Zumiriki
Spain, 2019, 122’
Synopsis
Once there was an island. Today, thanks to the dam, it is underwater. Along with the island, the filmmaker’s childhood vanished beneath the waves. He used to play and daydream there, near his great grandmother’s sheep pen. He decides to revisit his past, inventing his very own Walden: nothing but a cabin, a broken clock, a garden and two hens to fill his solitary days – along with a lone cow who haunts the landscape. Childhood, memories and movie magic come together in this one-of-a-kind film, bursting with inventiveness, poetry and dreams.
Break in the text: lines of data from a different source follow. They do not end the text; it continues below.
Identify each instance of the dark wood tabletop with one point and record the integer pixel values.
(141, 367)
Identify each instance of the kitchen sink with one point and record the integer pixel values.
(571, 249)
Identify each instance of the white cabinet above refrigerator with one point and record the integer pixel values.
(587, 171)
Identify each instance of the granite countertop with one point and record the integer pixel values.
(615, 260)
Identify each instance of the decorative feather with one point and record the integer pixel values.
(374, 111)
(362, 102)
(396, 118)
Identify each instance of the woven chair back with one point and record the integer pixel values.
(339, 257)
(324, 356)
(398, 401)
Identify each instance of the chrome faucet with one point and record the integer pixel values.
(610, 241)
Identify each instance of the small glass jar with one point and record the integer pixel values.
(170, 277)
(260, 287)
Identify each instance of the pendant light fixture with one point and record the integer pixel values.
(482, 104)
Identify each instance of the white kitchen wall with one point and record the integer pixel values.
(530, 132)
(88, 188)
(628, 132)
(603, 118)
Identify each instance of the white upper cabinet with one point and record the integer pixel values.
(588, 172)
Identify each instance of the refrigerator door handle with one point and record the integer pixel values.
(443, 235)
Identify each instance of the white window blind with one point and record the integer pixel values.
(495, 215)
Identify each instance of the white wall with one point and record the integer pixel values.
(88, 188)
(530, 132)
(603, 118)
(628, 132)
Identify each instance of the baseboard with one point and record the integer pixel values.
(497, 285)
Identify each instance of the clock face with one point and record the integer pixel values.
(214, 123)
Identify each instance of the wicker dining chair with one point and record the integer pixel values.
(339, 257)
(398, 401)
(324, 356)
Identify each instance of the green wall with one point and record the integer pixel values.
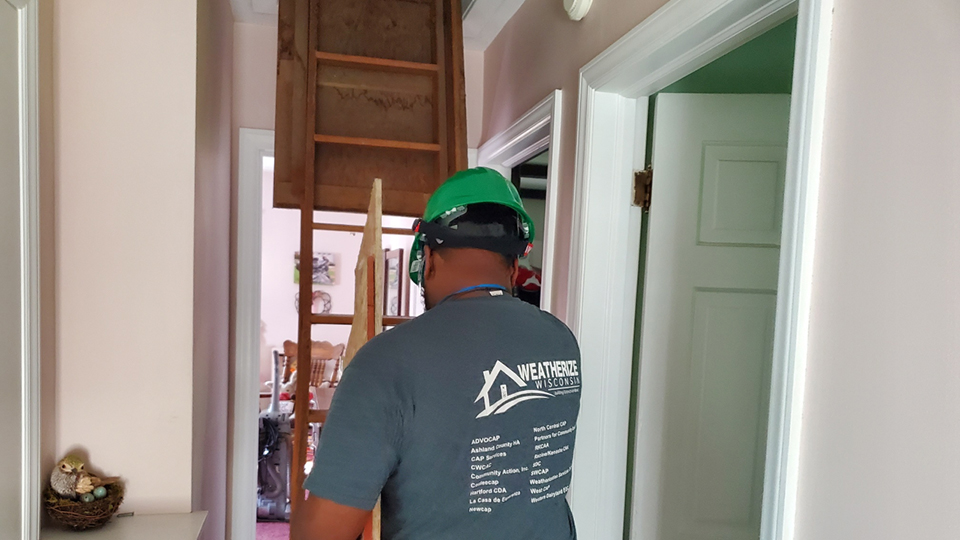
(763, 65)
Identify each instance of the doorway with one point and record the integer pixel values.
(530, 179)
(522, 153)
(710, 266)
(268, 241)
(612, 135)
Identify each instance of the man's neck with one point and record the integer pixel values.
(469, 288)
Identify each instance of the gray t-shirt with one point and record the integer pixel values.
(465, 419)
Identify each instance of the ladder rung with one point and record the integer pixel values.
(315, 416)
(359, 228)
(348, 319)
(379, 64)
(378, 143)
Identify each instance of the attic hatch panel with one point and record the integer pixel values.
(370, 104)
(390, 29)
(347, 172)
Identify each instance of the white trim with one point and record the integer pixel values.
(681, 37)
(536, 130)
(602, 302)
(30, 269)
(804, 151)
(255, 144)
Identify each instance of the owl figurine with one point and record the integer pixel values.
(69, 479)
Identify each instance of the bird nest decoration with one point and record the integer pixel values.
(82, 516)
(81, 500)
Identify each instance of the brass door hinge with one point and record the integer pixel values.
(642, 187)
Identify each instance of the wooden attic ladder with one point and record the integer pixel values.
(366, 322)
(358, 100)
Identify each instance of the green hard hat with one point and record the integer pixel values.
(472, 186)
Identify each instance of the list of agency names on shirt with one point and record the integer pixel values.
(502, 470)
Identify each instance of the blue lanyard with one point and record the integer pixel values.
(485, 287)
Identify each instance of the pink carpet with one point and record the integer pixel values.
(273, 531)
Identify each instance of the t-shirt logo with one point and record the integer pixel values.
(514, 388)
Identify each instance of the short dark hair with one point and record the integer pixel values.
(488, 219)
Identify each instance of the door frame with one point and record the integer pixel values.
(678, 39)
(535, 131)
(255, 144)
(30, 482)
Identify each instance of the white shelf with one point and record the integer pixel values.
(156, 527)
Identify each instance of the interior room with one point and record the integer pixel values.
(196, 195)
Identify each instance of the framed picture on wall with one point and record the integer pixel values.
(324, 268)
(393, 283)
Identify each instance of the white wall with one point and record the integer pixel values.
(124, 129)
(10, 323)
(280, 240)
(473, 82)
(211, 288)
(880, 453)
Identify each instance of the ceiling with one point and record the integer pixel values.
(482, 19)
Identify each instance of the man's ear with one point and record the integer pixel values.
(429, 268)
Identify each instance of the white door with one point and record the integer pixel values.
(708, 315)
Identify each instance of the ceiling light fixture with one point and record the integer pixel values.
(576, 9)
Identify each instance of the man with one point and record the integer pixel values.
(463, 419)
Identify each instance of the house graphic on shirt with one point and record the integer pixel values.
(496, 396)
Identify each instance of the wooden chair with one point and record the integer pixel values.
(325, 369)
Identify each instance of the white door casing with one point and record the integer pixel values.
(708, 315)
(537, 130)
(19, 268)
(676, 40)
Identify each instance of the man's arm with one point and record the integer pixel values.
(323, 519)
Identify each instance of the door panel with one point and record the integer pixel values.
(708, 315)
(742, 194)
(727, 393)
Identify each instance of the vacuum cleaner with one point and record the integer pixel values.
(273, 470)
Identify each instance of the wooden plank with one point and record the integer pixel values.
(291, 106)
(316, 416)
(378, 143)
(305, 341)
(337, 227)
(370, 246)
(442, 87)
(379, 64)
(348, 319)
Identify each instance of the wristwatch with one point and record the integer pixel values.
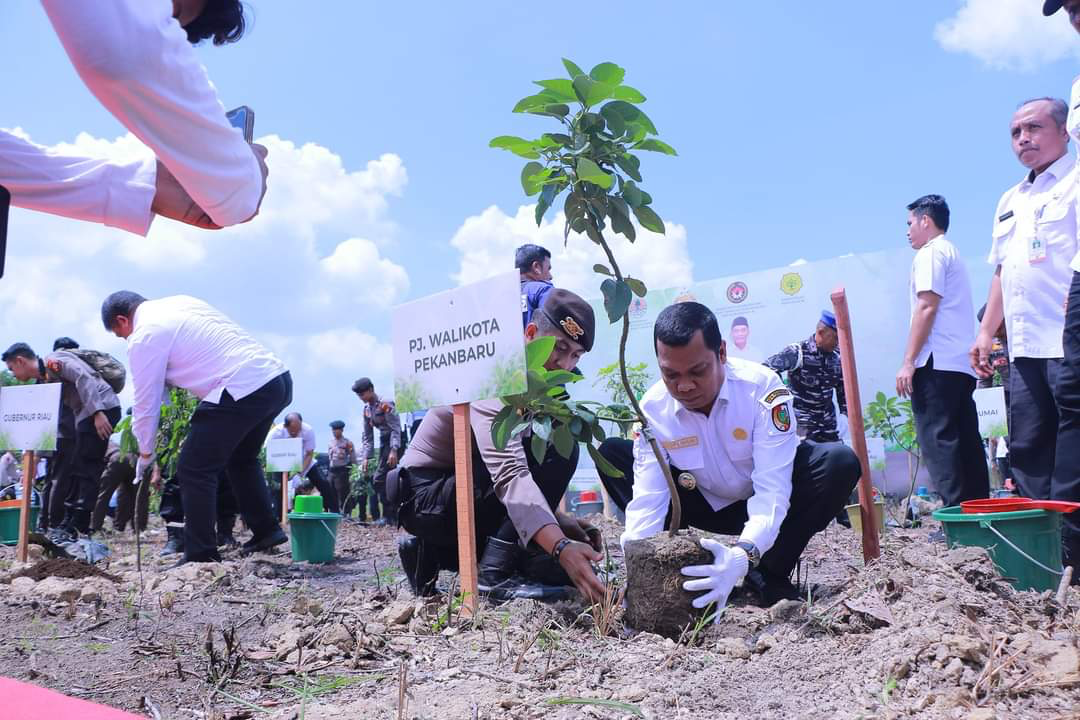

Oskar Alegria (En quête d’Emak Bakia, RIDM 2012) becomes an anthropological Crusoe, determined to raise the ghosts of the vanished world of Basque sheep pastures.
Oskar Alegria
Oskar Alegria (Pamplona, 1973). A journalist by profession, Oskar writes travel articles for El Viajero supplement of El País newspaper, and is also the creator of an artistic photography project called Las ciudades visibles (Visible Cities), supported by the writer Enrique Vila-Matas. He is a professor of documentary screenplay for the MA course in Audiovisual Screenplay at the University of Navarre, and in 2013 he was named artistic director of Punto de Vista, International Documentary Film Festival of Navarre. His first feature length film, Emak Bakia baita (The Emak Bakia house), has toured 70 international festivals, it has been awarded 15 prizes and has been translated into 13 languages. Zumiriki (2019) premiered at the Venice Festival.